Das Vermitteln von Wettkunden erfordert dabei ein Tätigwerden des Vermittlers zur Zuführung von Wettkundinnen und Wettkunden an Buchmacher oder Totalisateure, das typischerweise durch eine Provision für jede abgeschlossene Wette honoriert wird. Die Vermittlung von Wettkunden an Buchmacher und Totalisateure ist eine der Tätigkeit der Buchmacher und Totalisateure vorgeschaltete Tätigkeit. Sie erfolgt mittlerweile vielfach über Wettterminals und das Internet. Der Wettkundenvermittler schließt dabei nicht unmittelbar eine Wette ab oder vermittelt eine solche, sondern vermittelt vielmehr den Wettkunden an den Buchmacher oder den Totalisateur. Der Vermittler nimmt im Namen des Buchmachers oder Totalisateurs die Wetteinsätze ein und zahlt einen allfälligen Gewinn in dessen Namen auch wieder aus.

Das Aufstellen oder der Betrieb von Wettterminals ist dabei zweifellos eine Tätigkeit im Rahmen der gewerbsmäßigen Vermittlung von Wettkunden.

S. 600 - 600, Rechtsprechung

Einziehungsbescheid

Nach der stRsp des VwGH stellt das Verfahren zur Erlassung des Einziehungsbescheides eine „Verwaltungsstrafsache“ dar, sodass im Hinblick auf die Durchführung einer öffentlichen mündlichen Verhandlung § 44 VwGVG anzuwenden war.

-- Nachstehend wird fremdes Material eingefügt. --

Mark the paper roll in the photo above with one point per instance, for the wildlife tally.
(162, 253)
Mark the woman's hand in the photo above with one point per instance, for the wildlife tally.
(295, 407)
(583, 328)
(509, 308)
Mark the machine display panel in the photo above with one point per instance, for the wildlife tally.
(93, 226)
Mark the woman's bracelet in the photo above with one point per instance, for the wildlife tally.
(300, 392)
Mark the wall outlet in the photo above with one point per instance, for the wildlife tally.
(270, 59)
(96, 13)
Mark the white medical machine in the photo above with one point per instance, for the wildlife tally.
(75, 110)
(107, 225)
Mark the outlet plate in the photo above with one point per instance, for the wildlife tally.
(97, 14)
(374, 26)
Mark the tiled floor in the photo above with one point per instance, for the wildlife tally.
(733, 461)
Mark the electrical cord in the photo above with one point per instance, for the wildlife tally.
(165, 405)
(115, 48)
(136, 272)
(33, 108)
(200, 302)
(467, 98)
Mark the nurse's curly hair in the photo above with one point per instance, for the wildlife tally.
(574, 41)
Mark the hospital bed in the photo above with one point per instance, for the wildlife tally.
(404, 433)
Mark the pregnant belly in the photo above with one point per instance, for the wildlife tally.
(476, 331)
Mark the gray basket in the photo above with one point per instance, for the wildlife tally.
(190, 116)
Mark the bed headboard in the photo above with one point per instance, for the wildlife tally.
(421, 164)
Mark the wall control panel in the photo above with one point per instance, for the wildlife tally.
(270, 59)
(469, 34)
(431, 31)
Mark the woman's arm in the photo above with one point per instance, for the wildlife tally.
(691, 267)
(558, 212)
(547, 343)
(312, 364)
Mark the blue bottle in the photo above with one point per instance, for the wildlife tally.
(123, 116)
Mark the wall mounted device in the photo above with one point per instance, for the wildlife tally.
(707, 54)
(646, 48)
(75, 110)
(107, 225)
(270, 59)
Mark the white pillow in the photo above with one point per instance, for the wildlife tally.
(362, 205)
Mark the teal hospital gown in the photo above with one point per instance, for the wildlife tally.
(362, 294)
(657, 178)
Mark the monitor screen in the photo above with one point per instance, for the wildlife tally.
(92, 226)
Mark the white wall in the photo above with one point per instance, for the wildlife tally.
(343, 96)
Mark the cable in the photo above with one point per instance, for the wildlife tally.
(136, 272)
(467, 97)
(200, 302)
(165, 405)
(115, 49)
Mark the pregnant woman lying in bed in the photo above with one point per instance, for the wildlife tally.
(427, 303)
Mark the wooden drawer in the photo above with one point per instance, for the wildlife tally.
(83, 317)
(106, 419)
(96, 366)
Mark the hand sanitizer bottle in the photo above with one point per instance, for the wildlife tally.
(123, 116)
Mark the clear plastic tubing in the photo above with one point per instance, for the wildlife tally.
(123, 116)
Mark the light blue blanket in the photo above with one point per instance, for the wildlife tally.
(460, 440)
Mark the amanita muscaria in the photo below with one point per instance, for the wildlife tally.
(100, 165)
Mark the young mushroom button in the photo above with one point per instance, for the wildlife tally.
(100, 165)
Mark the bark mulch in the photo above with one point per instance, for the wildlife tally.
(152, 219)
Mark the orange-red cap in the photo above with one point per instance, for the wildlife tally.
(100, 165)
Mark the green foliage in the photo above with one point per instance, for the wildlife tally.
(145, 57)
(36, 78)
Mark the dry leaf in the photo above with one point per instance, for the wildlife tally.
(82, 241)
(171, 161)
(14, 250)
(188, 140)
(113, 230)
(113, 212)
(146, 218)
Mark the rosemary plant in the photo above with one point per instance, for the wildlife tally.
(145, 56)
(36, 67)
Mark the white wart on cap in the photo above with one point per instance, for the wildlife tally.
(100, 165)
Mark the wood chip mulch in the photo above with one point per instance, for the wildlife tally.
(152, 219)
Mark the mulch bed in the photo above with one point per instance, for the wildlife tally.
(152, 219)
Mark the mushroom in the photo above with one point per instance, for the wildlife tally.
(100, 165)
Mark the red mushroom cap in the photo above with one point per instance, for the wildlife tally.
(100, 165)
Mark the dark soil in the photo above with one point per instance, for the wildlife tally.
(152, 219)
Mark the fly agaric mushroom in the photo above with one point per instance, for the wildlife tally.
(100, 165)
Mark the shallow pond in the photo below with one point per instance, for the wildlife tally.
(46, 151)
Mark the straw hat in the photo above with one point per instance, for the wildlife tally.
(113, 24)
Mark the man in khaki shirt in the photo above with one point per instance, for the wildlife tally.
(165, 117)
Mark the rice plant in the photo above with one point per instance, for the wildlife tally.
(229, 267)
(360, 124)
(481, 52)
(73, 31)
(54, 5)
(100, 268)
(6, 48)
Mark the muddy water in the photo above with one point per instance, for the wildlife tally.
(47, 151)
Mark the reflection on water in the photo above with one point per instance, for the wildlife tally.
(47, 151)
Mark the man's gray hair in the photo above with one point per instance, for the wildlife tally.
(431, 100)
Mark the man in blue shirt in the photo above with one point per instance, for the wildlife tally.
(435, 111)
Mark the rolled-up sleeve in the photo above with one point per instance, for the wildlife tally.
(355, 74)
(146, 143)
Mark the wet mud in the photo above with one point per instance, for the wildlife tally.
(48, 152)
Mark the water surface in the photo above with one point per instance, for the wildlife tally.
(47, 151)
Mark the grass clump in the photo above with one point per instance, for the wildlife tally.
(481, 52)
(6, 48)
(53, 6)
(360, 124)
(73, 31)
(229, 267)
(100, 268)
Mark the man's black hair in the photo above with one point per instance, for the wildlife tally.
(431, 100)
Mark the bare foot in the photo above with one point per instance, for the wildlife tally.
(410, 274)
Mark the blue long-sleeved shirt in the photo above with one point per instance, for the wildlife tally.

Das VwG hat in Verwaltungsstrafsachen gem § 44 Abs 1 VwGVG grds eine öffentliche mündliche Verhandlung durchzuführen. In den Abs 2 bis 5 leg cit finden sich Ausnahmen von der Verhandlungspflicht. Gem § 44 Abs 2 VwGVG entfällt die mündliche Verhandlung, wenn der Antrag der Partei oder die Beschwerde zurückzuweisen ist oder bereits auf Grund der Aktenlage feststeht, dass der mit Beschwerde angefochtene Bescheid aufzuheben ist. Diese Voraussetzungen lagen im Revisionsfall angesichts der Abweisung der Beschwerde durch das LVwG nicht vor. Gem § 44 Abs 3 VwGVG kann das VwG in bestimmten Fällen von einer Verhandlung absehen, wenn keine Partei die Durchführung einer Verhandlung beantragt hat. Die revisionswerbende Partei hat in ihrer Beschwerde jedoch ausdrücklich die Durchführung einer mündlichen Verhandlung beantragt. Da das LVwG mit Erkenntnis entschieden hat, kommt auch ein Absehen nach § 44 Abs 4 VwGVG nicht in Betracht.